You don’t get to have those kinds of experiences, however, without a culture of respect, safety, and leadership that this class has in spades. From day one, the students learn to trust in themselves and the rest of the classmates. While the instructor handles most of the teaching, he has developed a leadership structure in the class that handles all of the day-to-day classroom management and paperwork details. The students take their own attendance. The students get the classroom prepped for the learning activities. The students, under the supervision of the instructor, handle their own correction when one of their team does not perform.  Part of the culture is developed by a uniform. Each class period, the students come in and change into their law enforcement cadet uniform (black polo with a class logo, black tactical pants, black boots, and a duty belt complete with handcuffs and a fake pistol).
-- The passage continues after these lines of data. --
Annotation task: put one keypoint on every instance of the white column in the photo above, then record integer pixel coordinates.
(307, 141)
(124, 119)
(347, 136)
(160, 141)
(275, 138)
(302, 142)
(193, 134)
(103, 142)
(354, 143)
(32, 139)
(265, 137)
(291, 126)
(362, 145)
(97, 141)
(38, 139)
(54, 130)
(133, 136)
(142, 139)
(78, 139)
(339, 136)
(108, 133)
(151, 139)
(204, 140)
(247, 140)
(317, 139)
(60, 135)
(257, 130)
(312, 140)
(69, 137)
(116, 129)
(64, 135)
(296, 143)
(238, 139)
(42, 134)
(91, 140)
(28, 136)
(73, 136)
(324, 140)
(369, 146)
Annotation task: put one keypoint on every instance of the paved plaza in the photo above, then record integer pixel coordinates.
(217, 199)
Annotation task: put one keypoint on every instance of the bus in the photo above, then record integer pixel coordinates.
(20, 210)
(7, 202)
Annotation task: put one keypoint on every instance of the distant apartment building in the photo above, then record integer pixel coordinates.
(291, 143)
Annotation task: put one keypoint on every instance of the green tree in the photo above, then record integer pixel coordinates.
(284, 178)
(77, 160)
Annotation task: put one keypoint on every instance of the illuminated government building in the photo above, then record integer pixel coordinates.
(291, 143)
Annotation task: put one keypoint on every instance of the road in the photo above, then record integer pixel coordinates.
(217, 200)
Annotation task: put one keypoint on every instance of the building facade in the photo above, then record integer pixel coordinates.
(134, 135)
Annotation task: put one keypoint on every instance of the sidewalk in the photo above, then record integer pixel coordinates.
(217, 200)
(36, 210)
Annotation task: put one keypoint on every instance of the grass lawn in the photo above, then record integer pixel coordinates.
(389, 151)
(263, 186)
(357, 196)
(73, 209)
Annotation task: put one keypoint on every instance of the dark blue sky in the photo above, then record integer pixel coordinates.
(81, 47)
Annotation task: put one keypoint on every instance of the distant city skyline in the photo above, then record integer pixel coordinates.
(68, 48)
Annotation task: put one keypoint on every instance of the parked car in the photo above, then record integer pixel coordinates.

They perform uniform inspections. And they love it!

The culture is so pervasive that often the instructor says he doesn’t even need to be there. That was true one day when we were supposed to have a substitute teacher. As is my custom, shortly after the morning class started, I went to visit with the substitute teacher. When I walked into the classroom, the students were in uniform, quietly and diligently working on their assignment. That was not the odd part. The odd part was that there was no substitute teacher. The substitute had not shown up, but the students followed their processes and culture and performed admirably.

It is risky to trust students, but if we don’t start trusting them and building them up to earn that trust, where will they learn?